Sino al 2009, anno di entrata in vigore dell’art. 612 bis del codice penale che ha introdotto il reato di “Atti persecutori”, mancava nel nostro ordinamento giuridico una regolamentazione specifica il ché faceva dell’Italia il fanalino di coda della maggior parte dei Paesi civilizzati.


Il fenomeno iniziò ad essere studiato già all'inizio degli anni ottanta negli Stati Uniti a seguito di gravi fatti di cronaca che videro protagonisti alcuni personaggi dello spettacolo presi d'assalto e perseguitati da ammiratori ossessionati: per questo, già nel 1991 venne approvata in California la prima legge anti-stalking a cui seguirono una serie di iniziative legislative volte a regolamentare il fenomeno non solo in America, ma anche in Europa.
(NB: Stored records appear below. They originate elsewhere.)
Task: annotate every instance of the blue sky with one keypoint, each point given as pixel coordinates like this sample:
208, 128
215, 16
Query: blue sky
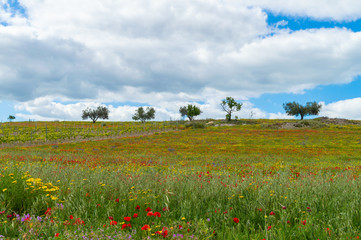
168, 54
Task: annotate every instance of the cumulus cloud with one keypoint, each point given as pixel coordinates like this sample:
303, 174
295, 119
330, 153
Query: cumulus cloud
339, 10
45, 108
349, 109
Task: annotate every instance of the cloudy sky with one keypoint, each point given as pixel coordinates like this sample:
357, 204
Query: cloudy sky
59, 57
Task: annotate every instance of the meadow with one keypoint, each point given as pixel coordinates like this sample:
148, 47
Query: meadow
252, 180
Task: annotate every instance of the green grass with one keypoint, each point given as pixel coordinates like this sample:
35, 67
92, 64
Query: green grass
278, 183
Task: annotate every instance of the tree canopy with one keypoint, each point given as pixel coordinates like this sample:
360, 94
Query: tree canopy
101, 112
190, 111
229, 105
295, 109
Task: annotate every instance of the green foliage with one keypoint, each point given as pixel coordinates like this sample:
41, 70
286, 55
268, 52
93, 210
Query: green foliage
190, 111
101, 112
20, 193
229, 105
11, 117
195, 125
144, 115
295, 109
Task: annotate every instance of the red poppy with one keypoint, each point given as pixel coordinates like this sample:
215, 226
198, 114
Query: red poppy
145, 227
78, 221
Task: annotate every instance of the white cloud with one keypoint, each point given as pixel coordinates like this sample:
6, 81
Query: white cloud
338, 10
349, 109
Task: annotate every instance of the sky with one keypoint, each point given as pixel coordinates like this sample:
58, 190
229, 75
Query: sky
57, 59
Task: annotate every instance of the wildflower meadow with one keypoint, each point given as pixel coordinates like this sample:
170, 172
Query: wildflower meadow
249, 180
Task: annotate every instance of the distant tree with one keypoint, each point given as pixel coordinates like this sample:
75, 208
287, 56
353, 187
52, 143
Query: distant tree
229, 105
11, 117
295, 109
190, 111
144, 115
94, 114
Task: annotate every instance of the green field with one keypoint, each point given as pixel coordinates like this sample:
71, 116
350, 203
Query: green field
251, 180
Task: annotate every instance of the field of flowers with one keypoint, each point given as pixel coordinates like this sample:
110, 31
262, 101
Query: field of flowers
219, 182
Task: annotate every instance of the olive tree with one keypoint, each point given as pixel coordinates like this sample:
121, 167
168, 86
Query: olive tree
101, 112
190, 111
295, 109
229, 105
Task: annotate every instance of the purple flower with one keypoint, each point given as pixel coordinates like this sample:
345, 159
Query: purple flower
26, 218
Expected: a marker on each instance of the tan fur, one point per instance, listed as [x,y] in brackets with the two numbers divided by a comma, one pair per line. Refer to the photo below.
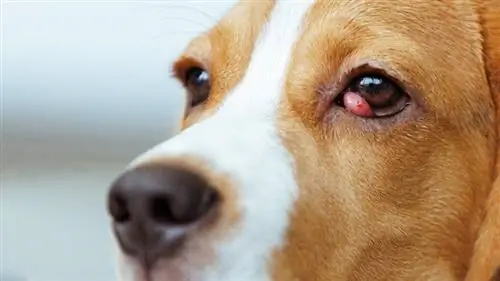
[381,201]
[486,258]
[225,50]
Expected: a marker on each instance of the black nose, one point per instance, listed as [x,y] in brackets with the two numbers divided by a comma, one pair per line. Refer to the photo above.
[155,207]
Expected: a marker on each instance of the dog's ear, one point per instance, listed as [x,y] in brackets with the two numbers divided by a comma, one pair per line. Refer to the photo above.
[485,263]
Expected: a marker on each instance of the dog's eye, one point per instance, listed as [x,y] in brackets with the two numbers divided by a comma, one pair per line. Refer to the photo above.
[198,84]
[373,96]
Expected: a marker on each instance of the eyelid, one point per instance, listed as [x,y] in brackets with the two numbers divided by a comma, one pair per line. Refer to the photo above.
[181,67]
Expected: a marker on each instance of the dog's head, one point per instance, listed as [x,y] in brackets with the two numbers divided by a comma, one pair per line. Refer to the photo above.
[324,140]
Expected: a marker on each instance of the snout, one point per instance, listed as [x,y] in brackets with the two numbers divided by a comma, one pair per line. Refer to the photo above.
[155,208]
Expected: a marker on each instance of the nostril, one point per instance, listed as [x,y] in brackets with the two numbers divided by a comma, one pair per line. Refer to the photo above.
[118,208]
[161,211]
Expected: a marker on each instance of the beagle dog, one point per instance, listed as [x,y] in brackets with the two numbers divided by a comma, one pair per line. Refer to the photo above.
[326,140]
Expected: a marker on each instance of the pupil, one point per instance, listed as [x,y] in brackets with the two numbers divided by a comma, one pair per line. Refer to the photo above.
[371,85]
[200,78]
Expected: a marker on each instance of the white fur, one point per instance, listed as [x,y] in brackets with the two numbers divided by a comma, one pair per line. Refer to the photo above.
[242,141]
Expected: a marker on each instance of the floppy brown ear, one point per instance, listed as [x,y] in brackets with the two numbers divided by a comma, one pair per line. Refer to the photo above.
[485,264]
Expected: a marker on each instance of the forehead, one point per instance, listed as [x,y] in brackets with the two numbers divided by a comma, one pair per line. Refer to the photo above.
[315,42]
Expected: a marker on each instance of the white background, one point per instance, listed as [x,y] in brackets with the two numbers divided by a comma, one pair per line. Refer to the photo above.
[85,88]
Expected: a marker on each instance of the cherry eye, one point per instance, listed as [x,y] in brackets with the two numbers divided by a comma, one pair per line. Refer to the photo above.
[373,96]
[198,84]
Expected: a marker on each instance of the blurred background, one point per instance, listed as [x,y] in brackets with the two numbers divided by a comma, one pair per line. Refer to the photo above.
[85,88]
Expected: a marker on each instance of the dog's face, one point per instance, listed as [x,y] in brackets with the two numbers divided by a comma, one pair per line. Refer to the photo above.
[323,140]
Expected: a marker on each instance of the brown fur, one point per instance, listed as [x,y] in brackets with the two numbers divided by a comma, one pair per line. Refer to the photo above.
[225,50]
[399,200]
[487,253]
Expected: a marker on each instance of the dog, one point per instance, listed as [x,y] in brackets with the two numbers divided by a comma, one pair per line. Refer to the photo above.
[325,140]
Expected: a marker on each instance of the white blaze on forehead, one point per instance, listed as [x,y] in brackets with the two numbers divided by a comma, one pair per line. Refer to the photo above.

Ad oggi la condotta persecutoria degli stalker (termine entrato nell’uso comune per identificare il persecutore) non è più confinata alle sole celebrità, ma si è estesa alle persone comuni tanto da divenire una piaga sociale dilagante che tutti gli indici statistici segnalano in forte crescita senza distinzione di età o estrazione sociale. Si va dall’adolescente che tempesta l’ex fidanzatina di sms o di inbox su Facebook, all’adulto separato o divorziato che, avvertendo un forte senso di abbandono, non si arrende all’idea di vedere la propria ex intrattenere nuove relazioni, sino ai casi più estremi, in cui si arriva al femminicidio e cioè all’omicidio dell’ex compagna (basti pensare che il 20% degli omicidi ha avuto come antefatto proprio un’attività persecutoria).


Nonostante gli strumenti che il legislatore ha previsto per contrastare il fenomeno, si stima che gran parte delle condotte criminose riconducibili agli atti persecutori non vengano denunciate dalle vittime e ciò principalmente per il profondo senso di sfiducia nei confronti delle forze dell’ordine il cui intervento, troppo spesso, è considerato tardivo e potenzialmente poco proficuo, se non addirittura pericoloso.


La denuncia non è l’unica strada perseguibile, ad essa, infatti, il legislatore ha affiancato l’ “ammonimento” che consente ad una vittima di non denunciare il proprio stalker ma di segnarlo alla Questura la quale provvederà, assunte sommarie informazioni, a convocarlo intimandogli la cessazione immediata di ogni condotta molestatoria. Se poi quest’ultimo dovesse proseguire saranno le forze dell’Ordine a procedere d’ufficio.


Un simile strumento ha sicuramente più presa sugli adolescenti che spesso, essendo chiamati dalle forze dell’ordine vengono impauriti a tal punto da cessare la propria condotta.